Operation Finale Aims High, Misses the Mark




Operation Finale (2018) ★★½

 

Oscar Isaac, Ben Kingsley, Lior Raz, Mélanie Laurent, Nick Kroll, and Joe Alwyn; directed by Chris Weitz with a screenplay by Matthew Orton.




Operation Finale is based on the true story of Israeli Mossad and Shin Bet agents who, in 1960, tracked down and captured Adolf Eichmann, the architect of the Holocaust and one of the world’s most wanted Nazi war criminals. It’s a story I have always thought would make a great movie, and director Chris Weitz (The Golden Compass) sets out to do just that, though the results are mixed at best.
Metro-Goldwyn-Mayer
Ben Kingsley as Adolf Eichmann in OPERATION FINALE.
Metro-Goldwyn-Mayer
     The cast of Israelis, let by Oscar Isaac, is sufficient though not brilliant. Ben Kingsley, as the enigmatic Eichmann, is superb. What suffers here is the script, which not only takes some liberties with the facts, but fails to deliver the level of high-stakes drama found in films such as Steven Spielberg’s Munich or Ben Affleck’s Argo.

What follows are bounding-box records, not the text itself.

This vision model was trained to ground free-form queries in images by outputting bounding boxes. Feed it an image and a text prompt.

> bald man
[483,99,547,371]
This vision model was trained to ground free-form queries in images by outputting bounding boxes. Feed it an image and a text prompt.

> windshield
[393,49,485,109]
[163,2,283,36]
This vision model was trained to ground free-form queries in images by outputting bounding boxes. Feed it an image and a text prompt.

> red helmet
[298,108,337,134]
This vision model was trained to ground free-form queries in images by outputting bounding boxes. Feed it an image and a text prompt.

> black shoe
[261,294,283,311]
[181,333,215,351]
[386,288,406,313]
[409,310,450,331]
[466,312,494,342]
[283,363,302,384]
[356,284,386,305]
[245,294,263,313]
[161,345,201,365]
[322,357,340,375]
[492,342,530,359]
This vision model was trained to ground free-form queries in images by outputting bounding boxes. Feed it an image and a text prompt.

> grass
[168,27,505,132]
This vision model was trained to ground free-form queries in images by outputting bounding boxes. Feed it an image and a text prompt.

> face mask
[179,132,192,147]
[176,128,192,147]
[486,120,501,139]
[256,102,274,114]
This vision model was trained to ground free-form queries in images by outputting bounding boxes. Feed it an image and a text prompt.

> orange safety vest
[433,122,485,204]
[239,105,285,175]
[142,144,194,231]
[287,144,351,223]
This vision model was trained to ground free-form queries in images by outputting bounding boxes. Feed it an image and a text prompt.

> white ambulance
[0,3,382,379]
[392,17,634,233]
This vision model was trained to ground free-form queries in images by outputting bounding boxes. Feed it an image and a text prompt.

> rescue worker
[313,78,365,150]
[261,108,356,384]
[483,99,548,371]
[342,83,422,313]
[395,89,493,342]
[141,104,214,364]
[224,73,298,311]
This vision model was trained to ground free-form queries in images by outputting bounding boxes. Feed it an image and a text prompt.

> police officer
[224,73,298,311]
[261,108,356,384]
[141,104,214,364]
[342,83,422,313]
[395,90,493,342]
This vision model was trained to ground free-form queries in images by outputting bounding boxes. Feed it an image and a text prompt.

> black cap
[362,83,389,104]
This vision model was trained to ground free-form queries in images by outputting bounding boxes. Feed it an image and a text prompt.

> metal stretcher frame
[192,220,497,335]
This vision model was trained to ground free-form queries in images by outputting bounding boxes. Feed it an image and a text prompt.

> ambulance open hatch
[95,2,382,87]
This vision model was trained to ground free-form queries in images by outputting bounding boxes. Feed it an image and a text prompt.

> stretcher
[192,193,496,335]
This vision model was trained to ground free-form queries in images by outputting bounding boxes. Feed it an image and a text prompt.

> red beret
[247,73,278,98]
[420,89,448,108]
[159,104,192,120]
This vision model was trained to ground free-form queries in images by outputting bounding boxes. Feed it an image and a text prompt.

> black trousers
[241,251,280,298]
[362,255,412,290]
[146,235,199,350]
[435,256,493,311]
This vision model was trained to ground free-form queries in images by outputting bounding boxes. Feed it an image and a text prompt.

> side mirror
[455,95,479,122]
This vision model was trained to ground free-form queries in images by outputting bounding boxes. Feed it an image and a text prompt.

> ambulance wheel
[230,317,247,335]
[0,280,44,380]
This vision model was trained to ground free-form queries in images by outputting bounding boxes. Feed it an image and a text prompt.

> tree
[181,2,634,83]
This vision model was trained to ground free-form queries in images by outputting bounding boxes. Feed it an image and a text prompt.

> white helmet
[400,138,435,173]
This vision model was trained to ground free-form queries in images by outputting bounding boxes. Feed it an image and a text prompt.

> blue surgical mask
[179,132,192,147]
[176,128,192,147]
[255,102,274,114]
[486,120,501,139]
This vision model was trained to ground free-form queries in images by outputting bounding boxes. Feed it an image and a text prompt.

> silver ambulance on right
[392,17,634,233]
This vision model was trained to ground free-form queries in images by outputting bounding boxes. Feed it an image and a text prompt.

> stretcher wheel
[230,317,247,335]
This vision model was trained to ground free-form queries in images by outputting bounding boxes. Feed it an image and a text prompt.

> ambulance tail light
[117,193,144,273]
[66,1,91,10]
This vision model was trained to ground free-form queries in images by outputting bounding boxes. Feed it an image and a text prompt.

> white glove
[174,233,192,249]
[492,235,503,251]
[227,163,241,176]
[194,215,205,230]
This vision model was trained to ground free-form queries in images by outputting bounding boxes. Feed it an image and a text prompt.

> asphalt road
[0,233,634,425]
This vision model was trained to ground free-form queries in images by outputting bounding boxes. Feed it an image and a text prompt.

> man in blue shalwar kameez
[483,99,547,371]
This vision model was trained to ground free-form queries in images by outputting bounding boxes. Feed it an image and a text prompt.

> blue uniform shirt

The film’s sense of urgency—secret agents snatching then attempting to smuggle a Nazi war criminal out of Argentina on a commercial aircraft—seems manufactured at times, and never rises to the level to which it aspires. Chris Weitz’s direction is fine, but I lament the film was not in the hands of a more seasoned and accomplished director.
     There are a number of scenes set in the Argentine safe house that explore Eichmann’s humanity, and these are true to the persona presented by the real Eichmann—that of a family man, loyal to Germany, who was doing his job primarily from behind a desk, a soldier following orders. Kingsley, as the blind-folded captive, becomes increasingly sympathetic to the point where the humanization of such a monster becomes uncomfortable and even unseemly, given the true horror that this man unleashed in Europe in the 1940s. Ultimately, however, it is Isaac’s Peter Malkin, the Mossad agent who physically nabbed Eichmann, who demonstrates true humanity. 
     The clandestine capture and audacious delivery of Eichmann to Israel to stand trial for the deaths of millions of Jews is a story of historical importance that deserves to be told. This telling, however, aims high but manages to miss its mark, even if by a few inches.